2 junge Maenner, aus gehobenen Gesellschaftskreisen, Harvard-Studenten, bringen ihren Kollegen um, und zwar aus purer Neugier und teilweise Boeshaftigkeit, untermauern es jedoch mit einer quasi intellektueller, philosophischer Auseinandersetzung mit dem Toeten. Dieses wird ja auch das Thema der anschliessend in der Wohnung des Ermordeten stattfindenden Party bis die Geschichte zum Schluss von ihrem Professor an das Tageslicht herausgekitzelt wird.

Dieser Film wurde zur Gaenze in einer Wohnung gefilmt, fast immer nur in einem Zimmer. Ab und zu faehrt die Kamera in die anderen Raeume, die Perspektive aendert sich aber kaum.

Es hat mich fasziniert dass alles in einem Zimmer, in einer Art Schachtel stattfindet.

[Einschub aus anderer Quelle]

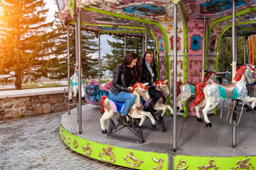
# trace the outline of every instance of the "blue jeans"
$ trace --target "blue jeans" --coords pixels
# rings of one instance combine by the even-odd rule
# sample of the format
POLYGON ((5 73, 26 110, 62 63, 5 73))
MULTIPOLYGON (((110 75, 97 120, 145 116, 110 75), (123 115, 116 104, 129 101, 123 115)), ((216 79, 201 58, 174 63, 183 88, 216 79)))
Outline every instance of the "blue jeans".
POLYGON ((124 106, 123 110, 121 112, 121 114, 126 115, 128 114, 129 109, 134 103, 136 96, 129 92, 124 91, 121 91, 118 94, 117 96, 116 96, 110 91, 110 97, 114 101, 118 102, 124 102, 124 106))

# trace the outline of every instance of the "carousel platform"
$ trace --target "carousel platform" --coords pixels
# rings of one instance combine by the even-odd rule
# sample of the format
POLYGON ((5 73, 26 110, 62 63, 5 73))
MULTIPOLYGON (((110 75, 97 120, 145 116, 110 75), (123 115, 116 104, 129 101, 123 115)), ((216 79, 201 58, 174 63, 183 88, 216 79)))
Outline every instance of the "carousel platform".
MULTIPOLYGON (((77 109, 74 108, 70 114, 66 113, 61 117, 60 134, 63 142, 75 152, 132 169, 255 169, 256 111, 245 112, 245 109, 236 128, 236 147, 233 147, 233 126, 229 121, 220 120, 220 110, 217 109, 217 115, 208 115, 211 128, 206 128, 204 122, 196 121, 195 117, 177 117, 176 152, 173 149, 173 118, 168 115, 164 116, 166 131, 143 129, 145 142, 136 143, 102 134, 100 110, 87 104, 82 106, 82 132, 78 132, 77 109)), ((116 124, 117 116, 113 117, 116 124)), ((150 127, 149 119, 144 124, 150 127)), ((108 125, 106 121, 105 126, 108 125)), ((127 128, 118 133, 134 135, 127 128)))

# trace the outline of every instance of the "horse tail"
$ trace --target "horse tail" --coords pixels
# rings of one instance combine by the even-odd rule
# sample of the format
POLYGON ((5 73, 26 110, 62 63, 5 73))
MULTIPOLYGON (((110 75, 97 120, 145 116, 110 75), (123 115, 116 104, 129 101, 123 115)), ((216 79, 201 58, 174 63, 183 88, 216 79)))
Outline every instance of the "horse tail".
POLYGON ((100 98, 100 103, 102 104, 102 108, 100 109, 100 114, 103 114, 105 113, 105 109, 104 109, 104 106, 103 106, 103 103, 104 103, 104 101, 107 98, 108 96, 103 96, 101 97, 100 98))
POLYGON ((182 82, 177 82, 177 96, 181 92, 181 89, 179 88, 179 86, 181 86, 182 84, 183 84, 182 82))
POLYGON ((202 87, 205 87, 208 84, 206 84, 205 82, 200 82, 198 83, 196 85, 195 87, 195 93, 196 94, 196 100, 193 102, 193 103, 191 104, 191 106, 197 106, 200 103, 201 103, 203 98, 203 90, 202 90, 202 87))

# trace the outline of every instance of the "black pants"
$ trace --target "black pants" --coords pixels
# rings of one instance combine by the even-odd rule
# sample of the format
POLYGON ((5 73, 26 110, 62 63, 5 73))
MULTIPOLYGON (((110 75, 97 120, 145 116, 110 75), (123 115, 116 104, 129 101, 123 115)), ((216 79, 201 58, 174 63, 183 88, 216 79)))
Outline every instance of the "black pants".
POLYGON ((164 103, 165 103, 165 98, 162 96, 162 93, 160 91, 156 90, 154 88, 149 88, 149 94, 150 97, 152 98, 149 105, 154 108, 156 102, 160 99, 161 97, 163 97, 164 103))

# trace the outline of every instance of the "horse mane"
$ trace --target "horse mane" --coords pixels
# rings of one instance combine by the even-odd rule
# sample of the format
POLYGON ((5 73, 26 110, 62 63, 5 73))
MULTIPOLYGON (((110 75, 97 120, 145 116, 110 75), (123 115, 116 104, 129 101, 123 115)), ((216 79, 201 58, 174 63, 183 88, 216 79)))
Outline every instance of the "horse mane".
POLYGON ((205 83, 206 83, 206 82, 208 81, 208 79, 210 79, 210 76, 211 76, 213 74, 215 74, 216 76, 218 76, 217 73, 215 73, 215 72, 208 72, 206 74, 206 75, 205 75, 205 76, 204 76, 204 78, 203 78, 203 81, 205 82, 205 83))
POLYGON ((149 86, 142 86, 144 84, 144 83, 139 83, 139 82, 137 82, 135 83, 133 86, 132 88, 134 89, 133 91, 131 91, 132 94, 133 94, 134 92, 134 90, 137 87, 140 86, 142 89, 144 89, 144 90, 148 90, 149 89, 149 86))
POLYGON ((102 98, 100 98, 100 103, 102 104, 102 108, 100 109, 100 114, 103 114, 105 113, 105 108, 104 108, 104 106, 103 106, 103 102, 107 98, 108 96, 102 96, 102 98))
POLYGON ((168 83, 164 82, 164 80, 156 80, 156 85, 159 84, 160 83, 164 85, 168 85, 168 83))
POLYGON ((202 87, 205 87, 206 86, 207 86, 207 84, 206 84, 205 82, 200 82, 200 83, 196 84, 196 85, 195 86, 195 94, 196 94, 196 98, 193 102, 191 106, 197 106, 200 103, 201 103, 201 101, 204 97, 203 93, 202 91, 202 87))
POLYGON ((177 96, 181 92, 181 89, 179 89, 179 86, 182 85, 182 82, 177 82, 177 96))
POLYGON ((242 79, 242 76, 247 69, 247 65, 238 66, 234 77, 235 81, 238 82, 242 79))

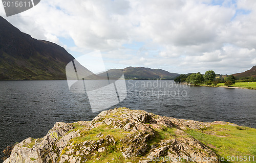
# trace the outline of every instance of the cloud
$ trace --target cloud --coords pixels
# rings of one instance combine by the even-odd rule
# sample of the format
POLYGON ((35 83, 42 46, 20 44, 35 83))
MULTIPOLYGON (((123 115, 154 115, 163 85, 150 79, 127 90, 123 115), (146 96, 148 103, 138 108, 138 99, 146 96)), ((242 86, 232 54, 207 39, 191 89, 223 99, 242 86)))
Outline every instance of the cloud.
POLYGON ((254 0, 45 0, 7 19, 70 52, 100 50, 113 68, 231 74, 255 64, 255 12, 254 0))

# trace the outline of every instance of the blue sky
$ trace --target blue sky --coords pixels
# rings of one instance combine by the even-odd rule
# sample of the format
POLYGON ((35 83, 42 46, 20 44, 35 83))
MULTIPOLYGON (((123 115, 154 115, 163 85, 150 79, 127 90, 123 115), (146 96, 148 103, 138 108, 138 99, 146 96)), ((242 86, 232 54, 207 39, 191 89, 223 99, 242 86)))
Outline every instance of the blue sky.
POLYGON ((106 69, 232 74, 256 65, 254 0, 44 0, 8 17, 0 6, 0 15, 75 58, 100 50, 106 69))

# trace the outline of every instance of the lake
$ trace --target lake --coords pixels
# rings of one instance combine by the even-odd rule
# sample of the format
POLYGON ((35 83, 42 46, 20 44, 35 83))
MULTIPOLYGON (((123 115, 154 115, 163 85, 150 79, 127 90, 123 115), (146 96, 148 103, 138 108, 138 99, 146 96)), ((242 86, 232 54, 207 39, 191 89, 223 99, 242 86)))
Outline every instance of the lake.
MULTIPOLYGON (((192 87, 172 80, 125 82, 126 98, 110 108, 125 106, 256 128, 255 90, 192 87)), ((0 86, 1 152, 28 137, 44 136, 56 122, 91 121, 100 112, 92 112, 86 95, 71 92, 66 80, 0 81, 0 86)))

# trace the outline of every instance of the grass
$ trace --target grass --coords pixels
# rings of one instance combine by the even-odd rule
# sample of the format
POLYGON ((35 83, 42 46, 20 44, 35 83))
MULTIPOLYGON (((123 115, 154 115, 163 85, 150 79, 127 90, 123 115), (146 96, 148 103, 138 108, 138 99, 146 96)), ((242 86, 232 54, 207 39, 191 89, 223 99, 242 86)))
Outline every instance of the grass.
MULTIPOLYGON (((219 83, 217 86, 225 86, 224 83, 219 83)), ((256 89, 256 82, 237 82, 231 87, 237 87, 242 88, 248 88, 251 89, 256 89)))
POLYGON ((251 160, 243 162, 255 162, 256 161, 256 129, 231 125, 214 125, 203 130, 187 129, 186 132, 206 144, 221 157, 233 156, 235 160, 239 162, 242 156, 251 160), (214 133, 216 135, 212 135, 214 133), (238 161, 237 160, 238 157, 238 161), (254 161, 252 157, 254 156, 254 161))
POLYGON ((29 148, 32 148, 34 144, 35 143, 35 141, 36 140, 36 139, 32 139, 32 141, 31 143, 28 143, 26 145, 23 145, 23 147, 27 147, 29 148))
MULTIPOLYGON (((105 137, 109 134, 115 139, 119 140, 124 138, 124 133, 129 133, 120 128, 109 129, 107 126, 106 125, 101 125, 89 131, 82 131, 81 132, 82 136, 74 138, 73 141, 75 143, 80 143, 88 140, 98 140, 99 138, 96 136, 100 132, 103 134, 105 137)), ((79 127, 78 127, 75 129, 79 128, 79 127)))
POLYGON ((35 160, 36 160, 37 158, 33 158, 33 157, 31 157, 30 158, 30 160, 31 161, 34 161, 35 160))
POLYGON ((171 139, 172 137, 176 135, 175 131, 176 128, 169 128, 166 127, 162 127, 160 129, 155 129, 156 132, 155 137, 150 140, 148 144, 152 146, 153 144, 156 144, 161 142, 161 140, 171 139))

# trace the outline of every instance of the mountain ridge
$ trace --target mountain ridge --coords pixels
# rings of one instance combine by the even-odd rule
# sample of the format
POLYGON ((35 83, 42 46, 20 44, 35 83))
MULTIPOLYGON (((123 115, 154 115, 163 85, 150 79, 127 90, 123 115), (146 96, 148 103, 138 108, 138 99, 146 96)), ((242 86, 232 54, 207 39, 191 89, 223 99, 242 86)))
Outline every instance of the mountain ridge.
POLYGON ((74 59, 62 47, 34 39, 0 16, 0 80, 66 79, 66 66, 74 59))
POLYGON ((236 77, 256 77, 256 66, 253 66, 250 69, 244 72, 237 73, 233 74, 236 77))
MULTIPOLYGON (((122 69, 111 69, 108 71, 110 77, 120 77, 122 73, 125 79, 170 79, 180 75, 178 73, 170 73, 160 69, 152 69, 148 67, 132 66, 122 69)), ((105 75, 105 73, 98 74, 99 76, 105 75)))

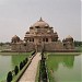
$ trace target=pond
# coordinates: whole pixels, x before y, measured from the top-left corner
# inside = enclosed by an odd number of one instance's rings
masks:
[[[47,59],[50,82],[82,82],[82,55],[49,55]]]
[[[0,55],[0,82],[4,81],[9,71],[13,70],[14,67],[20,65],[28,55],[12,55],[1,56]]]

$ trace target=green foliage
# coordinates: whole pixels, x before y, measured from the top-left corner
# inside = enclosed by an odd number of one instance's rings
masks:
[[[15,75],[19,73],[19,67],[17,66],[15,66],[15,68],[14,68],[14,73],[15,73]]]
[[[82,46],[82,42],[74,40],[74,46],[75,47]]]
[[[12,72],[9,71],[7,77],[7,82],[11,82],[11,81],[12,81]]]

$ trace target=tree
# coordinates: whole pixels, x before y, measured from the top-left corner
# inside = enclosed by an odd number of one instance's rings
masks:
[[[7,82],[11,82],[11,81],[12,81],[12,72],[9,71],[7,77]]]
[[[20,62],[20,70],[22,70],[23,69],[23,62],[21,61]]]
[[[19,73],[19,67],[17,66],[15,66],[15,68],[14,68],[14,73],[15,73],[15,75]]]

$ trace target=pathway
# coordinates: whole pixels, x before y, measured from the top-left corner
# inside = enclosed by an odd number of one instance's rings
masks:
[[[22,75],[19,82],[35,82],[35,77],[37,72],[38,61],[40,60],[40,52],[33,58],[31,65]]]

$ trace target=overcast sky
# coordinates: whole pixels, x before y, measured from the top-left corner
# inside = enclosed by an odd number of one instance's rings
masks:
[[[42,16],[57,31],[59,38],[68,35],[81,39],[80,0],[0,0],[0,42],[22,39],[28,27]]]

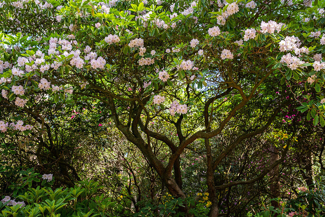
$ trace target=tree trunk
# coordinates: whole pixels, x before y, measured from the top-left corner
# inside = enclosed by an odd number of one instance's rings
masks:
[[[270,147],[271,152],[271,158],[270,164],[273,164],[279,158],[279,149],[274,145],[271,145]],[[271,197],[272,198],[280,197],[280,182],[279,181],[279,166],[278,165],[272,169],[269,173],[271,177],[270,180],[270,190],[271,192]],[[272,200],[271,202],[271,206],[275,207],[279,207],[279,205],[276,201]]]

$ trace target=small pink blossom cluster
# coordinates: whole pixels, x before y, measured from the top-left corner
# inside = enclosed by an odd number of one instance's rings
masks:
[[[8,122],[5,123],[4,121],[0,121],[0,131],[1,131],[1,133],[4,133],[6,131],[8,126],[9,123]]]
[[[306,192],[309,191],[309,189],[307,187],[303,186],[302,187],[298,187],[297,188],[299,191],[303,191],[304,192]]]
[[[84,59],[86,60],[92,60],[95,59],[97,57],[97,54],[96,52],[91,52],[87,54],[87,55],[84,57]]]
[[[15,101],[15,104],[21,108],[23,108],[25,106],[25,104],[27,103],[27,99],[20,99],[19,97],[16,98],[16,100]]]
[[[200,43],[200,41],[197,39],[193,38],[191,40],[190,42],[191,47],[193,48],[195,48],[199,43]]]
[[[194,67],[194,61],[191,61],[190,60],[182,61],[180,65],[176,65],[176,67],[179,70],[191,70]]]
[[[42,176],[43,180],[46,180],[47,182],[51,181],[53,179],[53,174],[44,174]]]
[[[6,91],[3,89],[1,90],[1,94],[2,95],[2,97],[5,99],[8,99],[8,94],[9,93],[9,92],[8,91]]]
[[[24,122],[22,121],[18,121],[16,124],[13,122],[10,124],[9,126],[10,127],[13,127],[14,130],[18,130],[22,132],[27,130],[31,130],[33,127],[29,124],[26,124],[25,126],[23,126],[23,124]]]
[[[313,75],[307,79],[307,82],[311,84],[315,81],[316,78],[316,75]],[[321,103],[322,103],[321,101]]]
[[[222,60],[224,60],[226,59],[232,60],[234,59],[234,54],[232,54],[231,52],[229,50],[224,49],[221,52],[221,55],[220,57]]]
[[[254,38],[256,37],[256,30],[254,28],[247,29],[245,31],[245,35],[244,35],[244,40],[247,41],[249,39]]]
[[[169,50],[169,49],[167,49],[167,50]],[[180,48],[179,48],[177,47],[174,47],[172,49],[172,51],[173,53],[178,53],[178,52],[179,52],[180,51],[181,51],[181,49]],[[167,50],[166,50],[166,52],[167,52]],[[169,53],[169,52],[167,52]]]
[[[146,48],[139,48],[139,55],[140,56],[143,56],[147,51],[147,49]]]
[[[146,83],[146,82],[143,82],[143,88],[146,88],[147,87],[149,87],[151,84],[151,81],[149,81],[149,83]]]
[[[294,51],[300,46],[301,44],[299,43],[300,41],[298,37],[293,36],[287,36],[284,40],[281,40],[279,43],[280,51]]]
[[[15,206],[16,205],[20,205],[21,206],[20,207],[24,207],[26,205],[24,201],[19,201],[16,202],[15,201],[15,199],[11,200],[11,198],[9,196],[6,196],[5,198],[1,200],[1,202],[2,203],[4,204],[9,201],[9,203],[7,204],[7,206]]]
[[[282,56],[280,62],[286,63],[289,67],[292,70],[296,69],[299,66],[305,63],[304,61],[301,61],[297,57],[292,56],[290,53]]]
[[[325,62],[315,61],[314,62],[314,70],[317,72],[325,68]]]
[[[81,88],[81,90],[82,90],[86,87],[86,86],[87,84],[89,84],[89,82],[88,82],[88,81],[85,81],[84,82],[82,82],[81,81],[79,82],[79,84],[80,85],[80,87]]]
[[[208,33],[212,37],[217,36],[220,35],[220,29],[218,26],[214,26],[209,28]]]
[[[320,39],[320,44],[323,45],[325,44],[325,36],[323,36]]]
[[[64,89],[64,93],[66,93],[68,94],[72,94],[72,93],[73,92],[73,89],[72,88],[72,87],[70,87]]]
[[[187,106],[186,104],[180,105],[176,101],[170,104],[170,108],[169,108],[170,114],[174,116],[175,113],[178,114],[186,114],[187,113]]]
[[[5,123],[2,121],[0,121],[0,131],[2,133],[4,133],[7,131],[7,130],[9,127],[13,127],[14,130],[18,130],[22,132],[27,130],[31,130],[33,127],[29,124],[26,124],[23,126],[24,122],[22,121],[18,121],[17,123],[15,124],[12,122],[9,124],[8,122]]]
[[[245,7],[248,8],[254,9],[256,7],[256,4],[255,4],[255,2],[254,1],[252,1],[251,2],[250,2],[246,4],[246,5],[245,6]]]
[[[59,87],[58,86],[55,86],[54,85],[52,84],[52,90],[53,92],[55,91],[59,91],[60,90],[62,90],[63,89],[62,86],[60,86]]]
[[[130,43],[129,43],[129,46],[130,48],[136,47],[142,47],[144,45],[143,39],[142,38],[136,38],[133,40],[131,40]]]
[[[91,65],[92,67],[95,69],[97,68],[104,68],[106,64],[106,60],[101,56],[97,58],[97,60],[93,59],[90,61],[90,65]]]
[[[225,11],[222,13],[221,15],[217,17],[217,23],[222,25],[223,25],[226,24],[226,19],[229,16],[229,15],[227,13],[227,11]]]
[[[188,14],[191,14],[194,11],[193,8],[192,7],[189,7],[187,8],[184,10],[184,11],[182,12],[182,14],[184,16],[186,16]]]
[[[159,72],[158,77],[163,82],[165,82],[169,78],[169,74],[168,74],[168,72],[166,71],[165,70],[163,70]]]
[[[86,46],[86,48],[84,49],[84,51],[85,53],[87,53],[90,52],[90,51],[91,50],[91,48],[88,45]]]
[[[80,58],[79,55],[76,56],[74,56],[70,61],[70,65],[75,65],[78,68],[81,69],[84,67],[84,61]]]
[[[152,102],[154,104],[159,105],[165,101],[165,97],[162,96],[160,95],[156,95],[154,96]]]
[[[20,69],[14,67],[11,69],[11,73],[13,75],[22,77],[24,74],[24,71]]]
[[[236,2],[233,2],[228,6],[227,8],[227,13],[229,16],[239,11],[239,7],[238,5]]]
[[[24,88],[21,85],[19,86],[12,85],[12,87],[11,87],[11,91],[16,95],[24,95],[25,93]]]
[[[242,39],[239,40],[235,41],[234,43],[237,46],[240,46],[244,43],[244,41]]]
[[[278,23],[272,20],[270,20],[267,22],[262,21],[261,23],[261,32],[263,33],[268,32],[270,34],[274,33],[275,30],[279,32],[284,25],[284,24],[281,22]]]
[[[110,34],[108,36],[105,37],[105,41],[106,43],[111,45],[112,44],[117,43],[120,41],[121,39],[118,36],[116,35],[112,35]]]
[[[50,89],[51,82],[47,81],[46,79],[43,78],[41,79],[40,82],[38,83],[38,88],[41,90],[48,90]]]
[[[155,58],[151,59],[150,57],[145,59],[142,57],[139,60],[139,65],[149,65],[155,63]]]

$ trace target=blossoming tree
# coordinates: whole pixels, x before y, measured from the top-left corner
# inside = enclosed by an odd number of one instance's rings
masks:
[[[212,149],[210,139],[263,92],[265,82],[314,88],[318,95],[306,95],[307,102],[298,108],[307,112],[315,125],[325,124],[325,3],[320,1],[1,4],[0,103],[13,113],[2,117],[0,135],[41,134],[51,140],[42,116],[44,103],[64,104],[72,99],[101,102],[108,117],[140,150],[172,195],[184,198],[182,153],[202,140],[211,216],[219,213],[216,191],[263,178],[283,160],[288,148],[254,179],[215,184],[214,171],[227,154],[243,140],[262,133],[285,106],[284,100],[272,106],[273,113],[261,118],[259,127],[238,135],[218,154]],[[225,102],[230,103],[228,110],[216,116],[216,109]],[[187,120],[194,113],[202,118],[188,126]],[[158,120],[174,126],[177,140],[150,129],[150,123]],[[153,139],[170,149],[167,162],[155,156]],[[190,216],[189,210],[186,206],[182,211]]]

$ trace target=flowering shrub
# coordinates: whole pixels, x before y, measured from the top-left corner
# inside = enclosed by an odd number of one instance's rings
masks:
[[[5,0],[0,5],[0,103],[10,112],[1,117],[0,136],[26,144],[34,139],[32,153],[40,165],[47,159],[40,153],[43,148],[59,161],[45,105],[100,105],[171,194],[183,199],[178,163],[187,148],[204,140],[210,207],[218,213],[217,190],[262,179],[289,148],[256,179],[214,186],[214,171],[227,154],[265,130],[291,100],[277,98],[267,107],[274,114],[259,117],[254,130],[211,151],[209,139],[227,129],[266,83],[287,86],[296,99],[304,88],[316,92],[304,95],[298,108],[314,125],[325,125],[324,7],[310,0]],[[294,93],[293,85],[299,88]],[[226,101],[227,110],[217,113]],[[197,114],[199,123],[191,128],[186,120]],[[157,120],[174,127],[176,138],[151,130],[149,123]],[[167,162],[155,155],[153,140],[170,149]],[[68,166],[65,160],[61,165]],[[43,182],[48,181],[51,176],[45,175]],[[188,212],[187,206],[179,209]]]
[[[86,180],[70,189],[28,188],[22,195],[1,200],[0,216],[113,216],[115,203],[98,193],[101,187],[98,182]]]
[[[298,195],[287,201],[280,198],[272,199],[277,202],[278,208],[268,206],[265,211],[255,216],[297,217],[320,216],[325,215],[325,185],[319,181],[309,187],[298,187]]]

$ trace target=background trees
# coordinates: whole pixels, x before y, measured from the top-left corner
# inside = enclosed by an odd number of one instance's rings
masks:
[[[120,215],[291,199],[324,167],[324,4],[5,1],[4,194],[40,173]]]

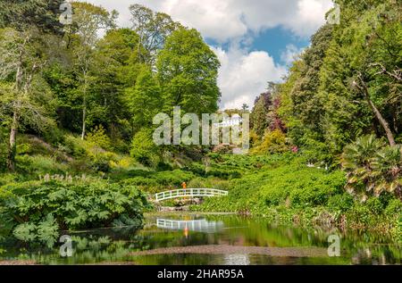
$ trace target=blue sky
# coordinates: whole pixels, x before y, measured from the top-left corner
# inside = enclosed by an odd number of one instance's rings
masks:
[[[117,10],[121,27],[130,25],[129,6],[141,4],[199,30],[222,63],[222,109],[252,107],[268,81],[280,82],[333,7],[331,0],[86,1]]]

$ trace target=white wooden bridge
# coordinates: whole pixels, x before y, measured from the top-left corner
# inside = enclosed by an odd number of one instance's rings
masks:
[[[155,195],[155,200],[158,203],[179,197],[222,196],[228,196],[228,191],[215,188],[181,188],[157,193]]]
[[[222,221],[207,221],[205,219],[194,221],[173,221],[170,219],[157,219],[156,227],[172,230],[184,230],[197,232],[216,232],[223,228]]]

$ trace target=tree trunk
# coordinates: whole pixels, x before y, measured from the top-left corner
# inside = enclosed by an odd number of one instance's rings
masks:
[[[380,111],[375,107],[373,101],[366,96],[367,102],[370,104],[370,107],[372,108],[373,112],[374,112],[375,116],[377,117],[378,121],[380,121],[380,124],[381,124],[382,128],[385,130],[385,133],[387,134],[387,138],[391,146],[394,146],[396,145],[394,135],[392,134],[392,131],[389,128],[389,125],[388,124],[387,121],[382,117]]]
[[[86,121],[87,120],[87,105],[84,103],[84,107],[82,109],[82,133],[81,133],[81,139],[84,140],[85,138],[85,130],[87,128],[87,123]]]
[[[15,154],[17,149],[18,114],[14,111],[13,123],[10,131],[10,142],[8,145],[7,168],[10,171],[15,171]]]
[[[380,124],[381,124],[382,128],[384,129],[384,131],[387,135],[387,138],[388,141],[389,143],[389,145],[391,146],[394,146],[396,145],[395,143],[395,138],[394,138],[394,135],[392,134],[392,130],[389,128],[389,123],[387,122],[387,121],[384,119],[384,117],[382,117],[381,113],[380,112],[380,111],[377,109],[377,107],[374,105],[373,102],[372,101],[372,99],[370,99],[370,94],[367,88],[367,86],[364,82],[364,80],[363,79],[363,75],[361,73],[359,73],[358,78],[362,83],[362,87],[358,87],[361,90],[363,90],[363,93],[364,94],[364,97],[367,100],[367,103],[370,105],[370,108],[372,108],[373,112],[374,112],[375,117],[378,119],[378,121],[380,121]]]
[[[81,139],[84,140],[87,128],[87,72],[84,71],[84,91],[82,102],[82,133]]]

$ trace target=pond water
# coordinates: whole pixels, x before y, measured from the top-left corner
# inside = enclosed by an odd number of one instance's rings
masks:
[[[380,235],[277,226],[233,214],[158,213],[143,228],[68,234],[72,256],[53,248],[7,241],[1,260],[39,264],[400,264],[401,246]],[[339,237],[339,256],[329,256],[329,236]]]

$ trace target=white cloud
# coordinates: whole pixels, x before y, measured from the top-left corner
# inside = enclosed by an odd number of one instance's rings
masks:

Und in der Mitte des Zimmers liegt das Geheimnis - in dem grossen hoelzernem Buecherkasten liegt die Leiche des Ermordeten.





In meiner Arbeit habe ich Fragmente aus dem Film verwendet, collagenartige Zusammenstellung einzelner Bilder und Personen sind als Texturen an die Waende des virtuellen Raumes angebracht. Am Anfang steht man in einem Korridor, (aehnlich wie das Setting im Film) und an den Waenden sieht man diese Bilder, und leise hoert man verschiedene Dialoge aus dem Film. Man muss naeher an die Bilder herankommen, da sind die Gespraeche lauter. Jedoch ist der virtuelle Raum, verglichen mit einem realen Raum, riesengross, die Dimensionen entspraechen einer grossen Lagerhalle, die Hoehe der Waende waere ca. 15 Meter. Aus der urspruenglichen Entfernung sind Bilder sehr deutlich wahrzunehmen, die Gespraeche jedoch nicht. Man geht naeher ran, die Gespraeche werden lauter, aber die Bilder werden immer undeutlicher, den man sieht immer einen kleinerwerdenden Ausschnitt der Grossansicht, man erkennt einzelne Pixel im Bild.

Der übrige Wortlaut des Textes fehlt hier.